Perkara Dugaan Kartel Minyak Goreng, Ini Penjelasan Pelaku Usaha
Terbaru

Perkara Dugaan Kartel Minyak Goreng, Ini Penjelasan Pelaku Usaha

Dipicu kenaikan harga crude palm oil (CPO) dunia serta kebijakan pemerintah mengintervensi pasar.

Moch. Dani Pratama Huzaini
Bacaan 4 Menit

Untuk merespons hal tersebut, Kementerian Perdagangan sejak Januari 2022 menerbitkan belasan peraturan dalam waktu singkat, antara lain penetapan harga eceran tertinggi (ET) minyak goreng kemasan, peraturan domestic market obligation (DMO) dan domestic price obligation (DPO) untuk CPO/atau RBD Olein bagi pelaku usaha yang ingin mengekspor.

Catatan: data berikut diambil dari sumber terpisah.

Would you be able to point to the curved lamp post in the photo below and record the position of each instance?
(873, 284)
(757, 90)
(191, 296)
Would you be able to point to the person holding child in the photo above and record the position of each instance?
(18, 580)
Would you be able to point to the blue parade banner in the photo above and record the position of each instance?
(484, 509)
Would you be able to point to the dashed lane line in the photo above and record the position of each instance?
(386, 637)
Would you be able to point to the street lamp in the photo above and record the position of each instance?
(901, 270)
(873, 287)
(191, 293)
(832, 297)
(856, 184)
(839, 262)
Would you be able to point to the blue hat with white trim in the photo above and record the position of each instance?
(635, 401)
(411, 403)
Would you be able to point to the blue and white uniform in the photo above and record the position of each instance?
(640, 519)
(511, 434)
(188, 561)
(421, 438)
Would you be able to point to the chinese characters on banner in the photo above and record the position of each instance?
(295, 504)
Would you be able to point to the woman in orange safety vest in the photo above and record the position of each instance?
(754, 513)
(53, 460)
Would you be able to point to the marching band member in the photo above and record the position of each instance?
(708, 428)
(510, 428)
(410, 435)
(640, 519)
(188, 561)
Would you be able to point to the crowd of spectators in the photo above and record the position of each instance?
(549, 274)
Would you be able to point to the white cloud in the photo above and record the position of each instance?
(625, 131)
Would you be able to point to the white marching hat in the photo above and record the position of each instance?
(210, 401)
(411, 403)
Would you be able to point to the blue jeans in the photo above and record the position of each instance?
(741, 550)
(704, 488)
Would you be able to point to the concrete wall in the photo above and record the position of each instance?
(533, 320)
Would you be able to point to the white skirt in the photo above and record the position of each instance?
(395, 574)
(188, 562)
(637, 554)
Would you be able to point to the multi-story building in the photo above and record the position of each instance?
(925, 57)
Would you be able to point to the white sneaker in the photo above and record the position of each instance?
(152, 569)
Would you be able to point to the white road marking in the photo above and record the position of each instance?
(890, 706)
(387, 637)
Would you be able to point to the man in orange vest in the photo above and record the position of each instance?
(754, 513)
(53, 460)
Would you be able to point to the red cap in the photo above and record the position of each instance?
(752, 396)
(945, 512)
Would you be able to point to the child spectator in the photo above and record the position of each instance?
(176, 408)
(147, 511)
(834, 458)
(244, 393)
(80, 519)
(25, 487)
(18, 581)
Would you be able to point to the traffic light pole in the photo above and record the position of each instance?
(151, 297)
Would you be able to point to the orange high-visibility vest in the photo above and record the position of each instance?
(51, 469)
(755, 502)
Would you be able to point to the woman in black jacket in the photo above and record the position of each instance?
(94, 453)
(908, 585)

Hal ini berakibat pada harga minyak goreng yang sebelumnya diperdagangkan secara bebas melalui mekanisme pasar, berubah menjadi pasar yang diregulasi oleh pemerintah. “Dengan demikian, hukum persaingan sudah tidak lagi relevan karena persaingan yang terjadi diatur oleh pemerintah melalui instrumen kebijakan persaingan,” jelas Rikrik.

Karena itu, Rikrik menilai, dalam perkara ini KPPU telah mengabaikan peran kebijakan pemerintah yang menjadi akar permasalahan dan hanya menuduh kepada produsen yang tunduk pada kebijakan pemerintah sebagai penyebab kenaikan harga dan kelangkaan minyak goreng.

Rikrik menambahkan, berdasarkan keterangan para saksi di persidangan, kelangkaan ini sebenarnya terjadi hanya untuk minyak goreng kemasan merek-merek premium di ritel-ritel modern. Sementara minyak goreng curah banyak tersedia di pasar. Namun, karena ada peraturan pemerintah, harga minyak goreng kemasan menjadi sama dengan harga minyak curah.

Sulit Terjadi

Kuasa hukum dari AHP lainnya, Farid Nasution menambahkan, kartel adalah tindakan bersama antara pelaku usaha tertentu untuk menyepakati keputusan strategis mereka di pasar. Misalnya harga, produksi, penjualan dan sebagainya. Dalam perkara minyak goreng ini, KPPU menduga penetapan harga dilakukan oleh 27 perusahaan dari 13 kelompok usaha yang berbeda. Dengan begitu banyaknya jumlah terlapor dalam kasus ini, kartel penetapan harga menjadi sangat sulit atau bahkan tidak mungkin dilakukan.

“Hal ini diperkuat dengan keterangan para saksi yang sudah dihadirkan di persidangan baik oleh Investigator maupun Terlapor yang mengaku tidak mengetahui adanya koordinasi antara pengusaha untuk menaikkan harga jual,” ungkap Farid.

Farid melanjutkan, investigator KPPU juga tidak dapat membuktikan bahwa pembatasan peredaran minyak goreng dilakukan oleh produsen. Sebab, produsen minyak goreng tidak punya kendali atas rantai distribusi minyak goreng yang begitu panjang, mulai dari produsen, distributor, sub distributor, agen, pedagang grosir, supermarket/swalayan, pedagang eceran, sampai dengan konsumen akhir.